With our recently discharged friend back on board, we pack up and paddle our way back toward Denare Beach and further north to Lookout Island. We travel nearly 20 km under the hot sun before we find our final camping spot for the week—a beautiful sold-rock shoreline, right across from a very 'diveable' cliff.
The Canadian Shield does not hold back on the northern lights. Each night, we're treated to a display of green and blue auroras ribboning across the sky. With no rain in sight, most of us slept under the stars. On our last night, Sean sets up a time lapse from our camp.
Our new island is pretty much a paradise. Fish are caught less than eight steps away from the campfire. We swim and dive from the tops of cliffs. We even get to investigate an abandoned gold mine nearby—although it has been sealed. Still, it's pretty cool and I hear there are other mine shafts all over the area that might warrant a look.

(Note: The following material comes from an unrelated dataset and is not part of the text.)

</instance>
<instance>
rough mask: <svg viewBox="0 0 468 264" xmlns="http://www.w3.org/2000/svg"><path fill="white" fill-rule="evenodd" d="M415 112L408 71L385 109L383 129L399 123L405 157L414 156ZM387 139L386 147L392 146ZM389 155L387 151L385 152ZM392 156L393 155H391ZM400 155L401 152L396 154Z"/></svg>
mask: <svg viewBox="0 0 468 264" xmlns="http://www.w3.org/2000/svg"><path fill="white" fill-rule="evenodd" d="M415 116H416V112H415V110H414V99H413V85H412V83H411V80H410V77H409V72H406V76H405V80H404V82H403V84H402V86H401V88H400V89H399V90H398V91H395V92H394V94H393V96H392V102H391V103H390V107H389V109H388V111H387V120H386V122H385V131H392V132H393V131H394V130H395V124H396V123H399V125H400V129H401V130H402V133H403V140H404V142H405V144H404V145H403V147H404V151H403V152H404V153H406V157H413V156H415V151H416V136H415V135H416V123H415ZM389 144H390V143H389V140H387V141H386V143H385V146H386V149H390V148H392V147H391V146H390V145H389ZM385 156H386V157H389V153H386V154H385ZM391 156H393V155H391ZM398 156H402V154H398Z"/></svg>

Twelve people in constant interaction with each other can build frustration, but we're able to hold it together. Having patience for one another is something we've slowly learned throughout our travels. Conflict is fine, but at the end of the day, we're here to have fun on this weird pseudo-family vacation.
We paddle back on leaving-day in a bit of a daze. One can get used to the island life. But, beer supplies don't last, and beef jerky for breakfast eventually loses its appeal.